Après l'université, j'ai travaillé comme documentaliste à la commission de l'énergie atomique de Buenos Aires, puis je suis parti à Boston pour préparer mon doctorat. J'ai effectué mon post-doctorat dans deux laboratoires : celui du professeur P.G. de Gennes, prix Nobel en 1991, au Collège de France à Paris et celui de Cavendish à l'université de Cambridge, au Royaume-Uni, où je travaillais avec le professeur R. C. Ball.
Je perçois aujourd'hui une bourse post-doctorale en pétrophysique au Schlumberger-Doll Research Center de Ridgefield dans le Connecticut, où je travaille sur le programme de détermination et d'évaluation des réservoirs.
Comment me suis-je intéressé au sable ? C'est Jorge Luis Borges qui m'a éclairé ; dans Le livre de sable (1977), il évoque les obscures limites entre l'infini et l'infinitésimal. « Il m'a dit avoir intitulé son livre ainsi car ni le sable ni son livre n'ont de début ni de fin. »

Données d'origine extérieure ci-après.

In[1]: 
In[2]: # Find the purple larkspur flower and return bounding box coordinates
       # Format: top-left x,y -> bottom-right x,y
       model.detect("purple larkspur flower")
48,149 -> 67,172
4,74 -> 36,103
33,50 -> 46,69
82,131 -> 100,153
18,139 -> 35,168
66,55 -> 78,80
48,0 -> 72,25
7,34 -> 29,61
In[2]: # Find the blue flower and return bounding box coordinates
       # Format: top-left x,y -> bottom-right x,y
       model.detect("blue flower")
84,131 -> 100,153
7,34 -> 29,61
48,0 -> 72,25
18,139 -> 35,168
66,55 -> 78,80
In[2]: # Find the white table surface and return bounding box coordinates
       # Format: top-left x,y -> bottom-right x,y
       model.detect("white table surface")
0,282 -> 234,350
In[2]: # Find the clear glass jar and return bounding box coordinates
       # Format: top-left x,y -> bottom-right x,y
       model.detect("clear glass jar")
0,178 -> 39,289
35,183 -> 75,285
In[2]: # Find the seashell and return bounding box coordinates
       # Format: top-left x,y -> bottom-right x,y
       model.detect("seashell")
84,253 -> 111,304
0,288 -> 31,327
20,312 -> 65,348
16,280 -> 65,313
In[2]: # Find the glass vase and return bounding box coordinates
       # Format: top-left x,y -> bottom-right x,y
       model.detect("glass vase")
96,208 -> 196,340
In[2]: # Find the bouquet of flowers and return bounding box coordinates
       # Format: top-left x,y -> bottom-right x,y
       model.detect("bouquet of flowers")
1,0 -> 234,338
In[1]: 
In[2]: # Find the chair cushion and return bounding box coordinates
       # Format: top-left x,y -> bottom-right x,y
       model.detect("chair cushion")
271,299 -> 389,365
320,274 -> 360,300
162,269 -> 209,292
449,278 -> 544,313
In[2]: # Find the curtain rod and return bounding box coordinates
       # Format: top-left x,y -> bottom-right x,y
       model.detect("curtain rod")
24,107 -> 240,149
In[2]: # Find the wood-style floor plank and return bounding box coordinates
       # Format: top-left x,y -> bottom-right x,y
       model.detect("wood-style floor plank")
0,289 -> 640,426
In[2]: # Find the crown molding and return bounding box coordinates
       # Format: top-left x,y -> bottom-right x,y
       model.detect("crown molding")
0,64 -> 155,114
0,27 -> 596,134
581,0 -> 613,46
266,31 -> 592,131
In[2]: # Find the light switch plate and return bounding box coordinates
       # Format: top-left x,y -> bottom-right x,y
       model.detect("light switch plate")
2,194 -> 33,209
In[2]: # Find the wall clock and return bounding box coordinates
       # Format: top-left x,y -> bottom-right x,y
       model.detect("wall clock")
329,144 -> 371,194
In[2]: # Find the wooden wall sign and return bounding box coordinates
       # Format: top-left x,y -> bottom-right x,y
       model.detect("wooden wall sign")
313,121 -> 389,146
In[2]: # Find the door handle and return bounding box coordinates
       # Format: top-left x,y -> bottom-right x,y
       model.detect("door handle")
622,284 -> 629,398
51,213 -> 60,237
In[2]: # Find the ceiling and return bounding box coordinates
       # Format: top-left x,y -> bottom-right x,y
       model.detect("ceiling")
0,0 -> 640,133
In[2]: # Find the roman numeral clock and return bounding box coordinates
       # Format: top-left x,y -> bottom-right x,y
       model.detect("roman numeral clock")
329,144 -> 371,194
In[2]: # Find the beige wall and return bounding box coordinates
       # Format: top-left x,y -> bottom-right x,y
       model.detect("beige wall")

Mes loisirs et mes centres d'intérêt sont le tennis et le football ; la lecture, en particulier Borges et Kafka ; la musique avec le tango, Zappa, Stravinsky et Patricio Rey ; les films de Herzog, Buster Keaton et Buñuel ; la peinture de Bosch, Canaletto et Caravaggio ; la cuisine (asados argentins) et j'aime aussi jouer avec le sable.